Il est toujours plaisant, lorsqu'on est sollicités à titre de conseil pour une jeune marque en devenir encore à l'état de projet dans un "incubateur de start-up", de voir son évolution et de la retrouver, dix ans après, avec une actu telle que la sortie de l'EXchanger. C'est le cas de Keyztone que nous vous invitons à découvrir ou à mieux connaître à travers le parcours d'Ambroise Périn, le boss , qui s'est prêté au jeu du [Pleins Feux Sur].

Peux-tu te présenter et nous expliquer comment est née Keyztone ?
Hello à toi cher(e) lecteur/lectrice ! Je me prénomme Ambroise et je suis le fondateur de la modeste société Nîmoise Apton, Keyztone étant la dénomination commerciale de cette société, ou plus simplement la marque. Pour ma part je suis originaire de Picardie et je suis Marlois, voilà çà c’est posé! Comment est née Keyztone? Eh bien continue à la prochaine question !

Quel est ton parcours professionnel / technique et ce qui t’a amené à cette activité ?
Alors à la base, j’ai un diplôme d’ingénieur en électronique, enfin en télécom & réseau pour être précis, mais bon on s’en fout. J’ai fait des stages dans des boites comme SCV audio dans lesquelles j’ai appris les bases de l’électronique audio. J’ai fini par atterrir à Nîmes dans la société Fogale Nanotech, spécialisés dans la conception de systèmes de capteur ultra précis pour l’industrie. J’y ai bossé 5 ans, sur des supers projets où on développait par exemple des capteurs pour les télescopes géants, pour les accélérateurs de particule ou les turbines d’avion.
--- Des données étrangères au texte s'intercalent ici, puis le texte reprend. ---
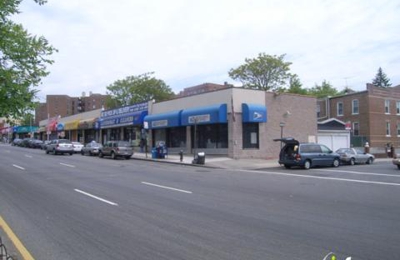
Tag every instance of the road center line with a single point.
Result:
(97, 198)
(363, 173)
(165, 187)
(324, 178)
(15, 240)
(68, 165)
(19, 167)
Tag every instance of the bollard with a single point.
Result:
(181, 155)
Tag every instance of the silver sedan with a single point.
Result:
(353, 156)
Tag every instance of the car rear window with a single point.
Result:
(124, 144)
(311, 148)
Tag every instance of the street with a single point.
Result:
(81, 207)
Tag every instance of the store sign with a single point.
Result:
(125, 110)
(159, 123)
(199, 119)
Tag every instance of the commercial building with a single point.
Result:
(64, 105)
(234, 122)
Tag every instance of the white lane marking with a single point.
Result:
(165, 187)
(324, 178)
(363, 173)
(19, 167)
(97, 198)
(68, 165)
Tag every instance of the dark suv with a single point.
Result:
(116, 149)
(306, 155)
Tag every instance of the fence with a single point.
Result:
(3, 252)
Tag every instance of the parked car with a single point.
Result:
(16, 142)
(44, 144)
(77, 147)
(35, 143)
(116, 149)
(352, 156)
(396, 161)
(91, 148)
(306, 155)
(61, 146)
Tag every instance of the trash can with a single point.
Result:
(154, 153)
(200, 158)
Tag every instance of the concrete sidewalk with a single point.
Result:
(212, 161)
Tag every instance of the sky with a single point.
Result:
(188, 43)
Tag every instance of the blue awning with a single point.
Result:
(254, 113)
(205, 115)
(171, 119)
(129, 119)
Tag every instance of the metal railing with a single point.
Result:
(3, 252)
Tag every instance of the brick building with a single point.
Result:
(64, 105)
(373, 115)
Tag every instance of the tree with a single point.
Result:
(265, 72)
(381, 80)
(324, 90)
(23, 61)
(136, 89)
(295, 86)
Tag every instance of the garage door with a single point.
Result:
(334, 142)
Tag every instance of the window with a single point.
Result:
(339, 106)
(250, 135)
(211, 136)
(398, 107)
(387, 106)
(398, 129)
(356, 128)
(355, 109)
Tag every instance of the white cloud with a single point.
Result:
(191, 42)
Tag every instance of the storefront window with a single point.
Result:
(176, 137)
(211, 136)
(250, 136)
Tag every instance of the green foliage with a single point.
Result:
(136, 89)
(295, 86)
(23, 60)
(265, 72)
(324, 90)
(381, 80)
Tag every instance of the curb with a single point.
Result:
(177, 163)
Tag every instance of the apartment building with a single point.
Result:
(372, 115)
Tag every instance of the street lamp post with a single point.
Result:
(282, 125)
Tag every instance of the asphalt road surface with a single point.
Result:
(81, 207)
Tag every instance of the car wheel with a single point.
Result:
(307, 164)
(370, 160)
(336, 163)
(352, 161)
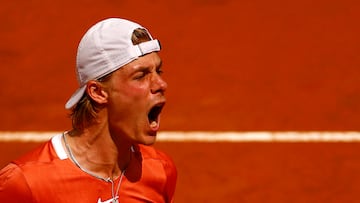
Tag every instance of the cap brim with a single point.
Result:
(75, 98)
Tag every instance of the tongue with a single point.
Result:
(153, 124)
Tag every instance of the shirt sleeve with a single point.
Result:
(171, 174)
(13, 185)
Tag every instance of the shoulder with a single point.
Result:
(44, 153)
(13, 185)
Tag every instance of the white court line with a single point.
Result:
(176, 136)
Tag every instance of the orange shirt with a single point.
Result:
(47, 175)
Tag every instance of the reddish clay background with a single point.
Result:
(231, 66)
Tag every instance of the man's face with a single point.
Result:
(136, 98)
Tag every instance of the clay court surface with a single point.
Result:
(239, 66)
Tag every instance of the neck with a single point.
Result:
(96, 154)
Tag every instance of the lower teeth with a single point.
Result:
(153, 124)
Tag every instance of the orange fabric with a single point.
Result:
(41, 176)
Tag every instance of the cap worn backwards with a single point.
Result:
(104, 48)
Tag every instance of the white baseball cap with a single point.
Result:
(104, 48)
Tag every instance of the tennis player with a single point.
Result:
(107, 155)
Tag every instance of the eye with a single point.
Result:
(159, 71)
(139, 75)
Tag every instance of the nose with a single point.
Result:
(158, 85)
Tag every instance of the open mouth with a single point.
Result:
(154, 115)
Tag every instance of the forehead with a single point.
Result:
(151, 60)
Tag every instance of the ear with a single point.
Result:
(96, 92)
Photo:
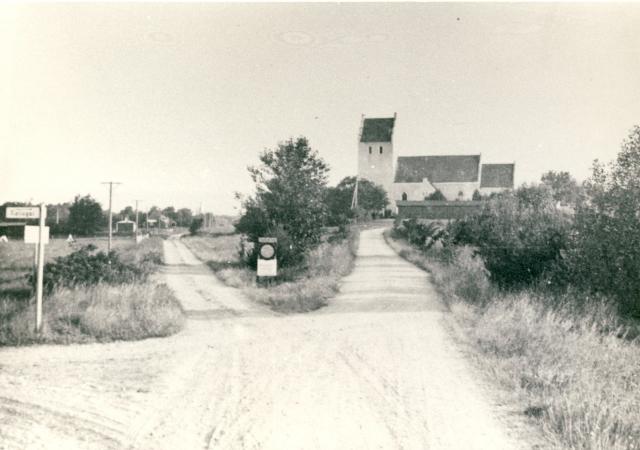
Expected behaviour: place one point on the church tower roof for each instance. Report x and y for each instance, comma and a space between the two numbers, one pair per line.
377, 130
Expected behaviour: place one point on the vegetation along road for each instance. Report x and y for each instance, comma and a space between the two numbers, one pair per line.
374, 369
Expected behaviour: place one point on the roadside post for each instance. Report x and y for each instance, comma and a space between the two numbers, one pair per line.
34, 235
267, 259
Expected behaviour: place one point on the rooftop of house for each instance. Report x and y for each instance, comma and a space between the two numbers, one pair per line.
377, 130
497, 175
438, 168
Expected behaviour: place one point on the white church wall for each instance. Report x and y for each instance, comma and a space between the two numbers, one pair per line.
414, 191
452, 191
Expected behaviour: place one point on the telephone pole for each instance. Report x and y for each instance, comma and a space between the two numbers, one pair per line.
110, 183
137, 215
Par curiosité, je me suis davantage penché sur le fonctionnement des pickups (qui appartiennent à une catégorie de capteur) et je me suis dit « mais pourquoi il n’y a « rien » de réellement nouveau là-dedans » ? Ca fait quasiment 100 ans que ça fonctionne de la même manière. Et par rapport à ceux que l’on développait à l’époque, techniquement je pensais qu’on pouvait faire mieux.
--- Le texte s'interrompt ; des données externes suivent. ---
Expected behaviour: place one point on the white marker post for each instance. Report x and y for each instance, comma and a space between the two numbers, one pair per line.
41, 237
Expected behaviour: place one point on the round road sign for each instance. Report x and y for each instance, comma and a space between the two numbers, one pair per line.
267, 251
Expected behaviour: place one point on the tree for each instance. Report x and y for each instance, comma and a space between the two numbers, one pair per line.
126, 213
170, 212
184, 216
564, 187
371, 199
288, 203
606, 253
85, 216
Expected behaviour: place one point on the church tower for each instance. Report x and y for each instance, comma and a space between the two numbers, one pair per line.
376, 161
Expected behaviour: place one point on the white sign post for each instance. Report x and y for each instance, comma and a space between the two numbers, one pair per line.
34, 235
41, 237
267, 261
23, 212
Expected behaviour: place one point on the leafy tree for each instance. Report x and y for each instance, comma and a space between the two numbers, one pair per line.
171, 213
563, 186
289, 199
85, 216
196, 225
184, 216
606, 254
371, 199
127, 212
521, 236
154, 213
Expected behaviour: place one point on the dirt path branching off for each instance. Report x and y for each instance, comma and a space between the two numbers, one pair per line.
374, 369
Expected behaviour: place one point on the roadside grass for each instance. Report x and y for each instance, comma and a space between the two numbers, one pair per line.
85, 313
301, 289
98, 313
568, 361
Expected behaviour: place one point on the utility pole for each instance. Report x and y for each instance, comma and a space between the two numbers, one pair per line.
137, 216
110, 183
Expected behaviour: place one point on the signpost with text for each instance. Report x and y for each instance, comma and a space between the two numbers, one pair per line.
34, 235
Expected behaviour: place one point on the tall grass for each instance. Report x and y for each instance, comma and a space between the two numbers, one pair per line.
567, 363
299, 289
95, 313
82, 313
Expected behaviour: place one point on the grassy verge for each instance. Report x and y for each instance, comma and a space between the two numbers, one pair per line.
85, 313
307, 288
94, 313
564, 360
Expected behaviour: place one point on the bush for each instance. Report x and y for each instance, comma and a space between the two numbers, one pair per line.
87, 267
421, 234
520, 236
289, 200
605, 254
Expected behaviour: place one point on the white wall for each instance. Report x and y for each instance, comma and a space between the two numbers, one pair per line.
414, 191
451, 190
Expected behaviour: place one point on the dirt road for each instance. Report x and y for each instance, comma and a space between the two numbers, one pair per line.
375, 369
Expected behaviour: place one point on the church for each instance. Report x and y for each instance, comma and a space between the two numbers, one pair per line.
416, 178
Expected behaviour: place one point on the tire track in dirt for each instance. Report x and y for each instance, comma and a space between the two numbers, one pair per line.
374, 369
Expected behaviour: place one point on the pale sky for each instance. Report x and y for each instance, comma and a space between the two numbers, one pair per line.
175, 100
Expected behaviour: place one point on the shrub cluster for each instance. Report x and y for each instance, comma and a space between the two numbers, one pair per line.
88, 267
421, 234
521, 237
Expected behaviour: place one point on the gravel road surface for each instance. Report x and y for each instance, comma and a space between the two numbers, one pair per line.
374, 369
Et je me suis lancé…..dans la galère…mais qui tourne bien.

Quelles sont tes influences musicales ?
Si je filtre à celui qui m’a donné envie de jouer de la guitare, je dirai Randy Rhoads, enfin un pote de lycée qui jouait du Rhandy Rhoads. La jalousie m’a alors envahi, oui je sais c’est moche. Et puis ensuite, comme beaucoup, des groupes comme Extreme, Led Zep, Megadeth, Metallica... les classiques quoi ! Et tout ce qui était orienté guitar heroes en général. Aujourd’hui, j’écoute de tout, cela dépend de l’état d’esprit du moment et à quoi j’ai envie de rêver.
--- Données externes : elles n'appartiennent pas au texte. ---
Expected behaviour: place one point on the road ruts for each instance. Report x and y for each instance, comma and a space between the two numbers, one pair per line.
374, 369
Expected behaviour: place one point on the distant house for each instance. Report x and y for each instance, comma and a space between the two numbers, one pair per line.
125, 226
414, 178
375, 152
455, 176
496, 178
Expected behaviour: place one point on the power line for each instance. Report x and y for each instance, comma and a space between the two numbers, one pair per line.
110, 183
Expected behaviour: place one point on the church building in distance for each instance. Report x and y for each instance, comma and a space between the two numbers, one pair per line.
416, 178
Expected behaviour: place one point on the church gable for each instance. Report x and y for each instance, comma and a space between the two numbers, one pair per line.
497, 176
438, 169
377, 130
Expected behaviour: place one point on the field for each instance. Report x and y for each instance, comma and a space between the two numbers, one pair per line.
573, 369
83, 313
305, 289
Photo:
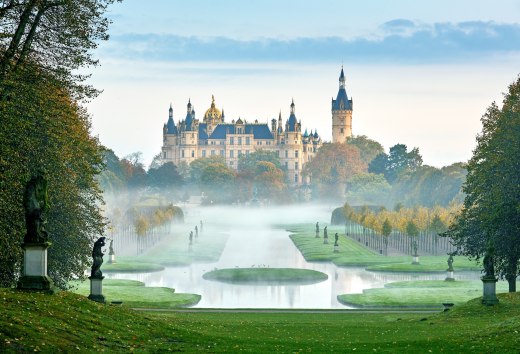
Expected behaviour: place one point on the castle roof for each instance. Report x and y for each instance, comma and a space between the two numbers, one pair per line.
259, 131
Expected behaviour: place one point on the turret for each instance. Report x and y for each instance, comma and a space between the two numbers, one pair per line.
341, 113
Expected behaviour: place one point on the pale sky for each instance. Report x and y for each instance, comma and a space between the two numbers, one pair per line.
420, 73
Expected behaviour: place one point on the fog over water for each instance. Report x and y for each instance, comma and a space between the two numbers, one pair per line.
254, 241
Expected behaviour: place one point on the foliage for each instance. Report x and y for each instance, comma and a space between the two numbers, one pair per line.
57, 36
43, 128
333, 165
491, 213
368, 148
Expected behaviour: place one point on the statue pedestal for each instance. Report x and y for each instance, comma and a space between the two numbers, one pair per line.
34, 271
489, 297
96, 290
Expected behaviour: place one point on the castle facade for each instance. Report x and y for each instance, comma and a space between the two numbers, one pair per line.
191, 138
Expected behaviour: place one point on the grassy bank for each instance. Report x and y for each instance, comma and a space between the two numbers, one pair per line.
266, 276
353, 254
134, 294
68, 322
420, 293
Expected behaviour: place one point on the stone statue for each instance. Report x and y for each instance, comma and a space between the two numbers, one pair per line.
111, 248
450, 263
35, 202
489, 267
97, 256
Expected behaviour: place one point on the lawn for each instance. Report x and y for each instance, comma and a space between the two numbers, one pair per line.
67, 322
134, 294
266, 276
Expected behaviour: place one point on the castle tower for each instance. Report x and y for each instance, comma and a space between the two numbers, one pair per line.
341, 113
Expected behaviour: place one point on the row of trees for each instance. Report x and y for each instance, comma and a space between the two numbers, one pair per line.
44, 127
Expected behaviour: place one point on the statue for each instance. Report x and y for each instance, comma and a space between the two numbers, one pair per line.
489, 267
450, 263
35, 202
97, 256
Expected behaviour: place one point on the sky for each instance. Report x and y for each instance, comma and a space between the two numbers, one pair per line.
420, 73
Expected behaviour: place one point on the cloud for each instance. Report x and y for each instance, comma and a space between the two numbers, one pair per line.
399, 40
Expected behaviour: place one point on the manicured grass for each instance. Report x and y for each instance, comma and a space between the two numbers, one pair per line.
266, 275
427, 264
126, 265
423, 293
313, 249
66, 322
135, 294
353, 254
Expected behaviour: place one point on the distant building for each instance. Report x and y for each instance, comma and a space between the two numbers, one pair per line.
191, 139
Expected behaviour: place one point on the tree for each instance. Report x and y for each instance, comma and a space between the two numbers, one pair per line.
44, 128
491, 213
57, 36
333, 165
368, 148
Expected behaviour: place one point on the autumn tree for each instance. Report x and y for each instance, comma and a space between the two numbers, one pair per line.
491, 213
333, 165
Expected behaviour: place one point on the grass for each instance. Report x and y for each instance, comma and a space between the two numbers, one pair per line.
126, 265
422, 293
71, 323
266, 275
134, 294
174, 251
353, 254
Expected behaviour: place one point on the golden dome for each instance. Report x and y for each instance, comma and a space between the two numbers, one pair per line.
213, 113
Quelle a été la première guitare que tu as possédée et te souviens-tu de ses micros ?
Le frère d’un pote m’avait prêté une Squier type Strat à mes tout débuts. A cette époque, je n’étais pas réellement conscient d’avoir des micros et je me concentrais avec bien du mal sur d’autres parties de la guitare à vrai dire.

Et les tout premiers micros que tu as fabriqués, (y compris en « bidouilleur» !) ?
Bizarrement, je n’ai jamais fabriqué de micros, enfin de micros magnétiques ou de pickup j’entends. Par contre, j’en ai démonté (et flingué) un paquet, du rétro engineering destructif en soi.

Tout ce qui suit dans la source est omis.